What is the MOST operationally efficient way to meet these requirements?
  • A. Designate a central security account as the AWS Security Hub administrator account. Create a script that sends an invitation from the Security Hub administrator account and accepts the invitation from the member account. Run the script every time a new account is created. Configure Security Hub to run the CIS AWS Foundations Benchmark scans.
  • B. Run the CIS AWS Foundations Benchmark across all accounts by using Amazon Inspector.
  • C. Designate a central security account as the Amazon GuardDuty administrator account. Create a script that sends an invitation from the GuardDuty administrator account and accepts the invitation from the member account. Run the script every time a new account is created. Configure GuardDuty to run the CIS AWS Foundations Benchmark scans.
  • D. Designate an AWS Security Hub administrator account. Configure new accounts in the organization to automatically become member accounts. Enable CIS AWS Foundations Benchmark scans.
#280 (Accuracy: 100% / 1 votes)
A company has turned on server access logging for all of its existing Amazon S3 buckets. The company wants to implement a solution to monitor the logging settings for new and existing S3 buckets. The solution must remediate any S3 buckets that do not have logging turned on.

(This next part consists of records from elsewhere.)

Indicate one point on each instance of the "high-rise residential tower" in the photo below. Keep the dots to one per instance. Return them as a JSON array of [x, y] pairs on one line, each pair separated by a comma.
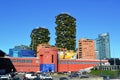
[[86, 49], [103, 45]]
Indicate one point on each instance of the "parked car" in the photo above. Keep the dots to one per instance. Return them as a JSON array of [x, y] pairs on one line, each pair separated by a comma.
[[30, 75], [46, 76], [74, 75], [63, 78], [5, 77], [84, 76]]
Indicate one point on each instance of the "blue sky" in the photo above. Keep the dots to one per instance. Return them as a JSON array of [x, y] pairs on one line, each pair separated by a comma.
[[19, 17]]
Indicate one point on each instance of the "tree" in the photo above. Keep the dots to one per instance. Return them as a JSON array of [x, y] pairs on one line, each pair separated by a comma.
[[65, 31], [39, 36]]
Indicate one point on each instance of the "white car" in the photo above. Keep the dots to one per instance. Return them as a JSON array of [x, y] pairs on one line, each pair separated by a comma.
[[46, 77]]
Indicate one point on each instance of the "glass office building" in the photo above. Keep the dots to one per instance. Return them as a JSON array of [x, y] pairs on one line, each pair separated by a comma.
[[103, 46]]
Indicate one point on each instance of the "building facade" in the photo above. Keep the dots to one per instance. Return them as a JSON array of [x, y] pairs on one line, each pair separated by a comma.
[[103, 46], [86, 49]]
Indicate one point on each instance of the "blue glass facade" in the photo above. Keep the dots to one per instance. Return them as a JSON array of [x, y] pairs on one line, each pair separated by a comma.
[[21, 51], [103, 46]]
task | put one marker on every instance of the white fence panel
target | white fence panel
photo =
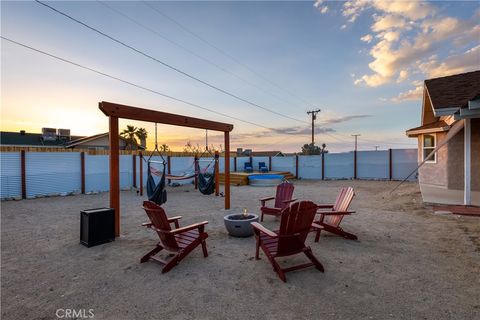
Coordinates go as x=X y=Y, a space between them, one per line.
x=126 y=172
x=182 y=166
x=339 y=165
x=97 y=176
x=404 y=162
x=11 y=175
x=52 y=173
x=241 y=163
x=372 y=165
x=283 y=164
x=310 y=167
x=257 y=160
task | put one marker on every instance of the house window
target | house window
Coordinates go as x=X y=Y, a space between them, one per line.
x=429 y=143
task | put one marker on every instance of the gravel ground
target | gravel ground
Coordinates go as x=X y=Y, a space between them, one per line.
x=407 y=264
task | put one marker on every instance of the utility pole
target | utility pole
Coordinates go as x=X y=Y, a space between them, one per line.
x=314 y=117
x=355 y=157
x=356 y=135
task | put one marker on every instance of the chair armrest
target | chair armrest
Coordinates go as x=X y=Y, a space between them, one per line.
x=265 y=200
x=336 y=213
x=257 y=226
x=325 y=206
x=188 y=228
x=316 y=226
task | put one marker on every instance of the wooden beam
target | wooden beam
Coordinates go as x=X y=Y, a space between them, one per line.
x=134 y=113
x=296 y=166
x=467 y=195
x=140 y=172
x=217 y=174
x=23 y=174
x=227 y=170
x=82 y=172
x=114 y=171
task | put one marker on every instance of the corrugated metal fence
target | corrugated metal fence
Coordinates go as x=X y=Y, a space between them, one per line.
x=60 y=173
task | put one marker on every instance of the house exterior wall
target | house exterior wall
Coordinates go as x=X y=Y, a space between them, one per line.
x=434 y=173
x=456 y=159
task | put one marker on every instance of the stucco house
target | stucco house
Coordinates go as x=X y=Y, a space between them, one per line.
x=449 y=140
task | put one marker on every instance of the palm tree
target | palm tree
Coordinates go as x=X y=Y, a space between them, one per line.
x=142 y=134
x=129 y=135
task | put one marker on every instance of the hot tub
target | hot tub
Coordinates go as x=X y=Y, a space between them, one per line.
x=265 y=180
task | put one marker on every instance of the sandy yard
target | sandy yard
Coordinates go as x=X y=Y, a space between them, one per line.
x=407 y=264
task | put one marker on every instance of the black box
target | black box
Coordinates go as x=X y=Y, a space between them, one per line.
x=97 y=226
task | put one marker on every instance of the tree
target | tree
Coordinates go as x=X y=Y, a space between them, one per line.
x=142 y=134
x=129 y=135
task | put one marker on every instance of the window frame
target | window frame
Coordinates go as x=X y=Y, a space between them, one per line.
x=434 y=135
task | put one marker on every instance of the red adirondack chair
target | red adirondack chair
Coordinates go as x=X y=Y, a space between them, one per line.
x=295 y=223
x=330 y=219
x=179 y=241
x=283 y=198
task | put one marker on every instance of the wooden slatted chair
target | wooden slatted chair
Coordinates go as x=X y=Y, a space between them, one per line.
x=330 y=219
x=179 y=241
x=295 y=224
x=283 y=198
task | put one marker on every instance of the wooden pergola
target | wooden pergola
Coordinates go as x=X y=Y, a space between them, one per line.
x=116 y=111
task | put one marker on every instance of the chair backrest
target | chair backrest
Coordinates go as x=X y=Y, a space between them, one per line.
x=159 y=219
x=284 y=192
x=295 y=223
x=344 y=199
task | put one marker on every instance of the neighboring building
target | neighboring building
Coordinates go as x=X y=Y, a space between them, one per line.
x=249 y=152
x=49 y=138
x=451 y=128
x=61 y=138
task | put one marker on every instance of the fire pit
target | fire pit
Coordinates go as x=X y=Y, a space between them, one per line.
x=238 y=224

What should a SysOps administrator do to meet these requirements in the MOST operationally efficient way?
  • A. Track the logging information by using AWS CloudTrail. Launch an AWS Lambda function for remediation.
  • B. Configure automatic remediation in AWS Config by using the s3-bucket-logging-enabled rule.
  • C. Configure AWS Trusted Advisor to monitor the logging configuration and to turn on access logging if necessary.
  • D. Track the logging information by using Amazon CloudWatch metrics. Launch an AWS Lambda function for remediation.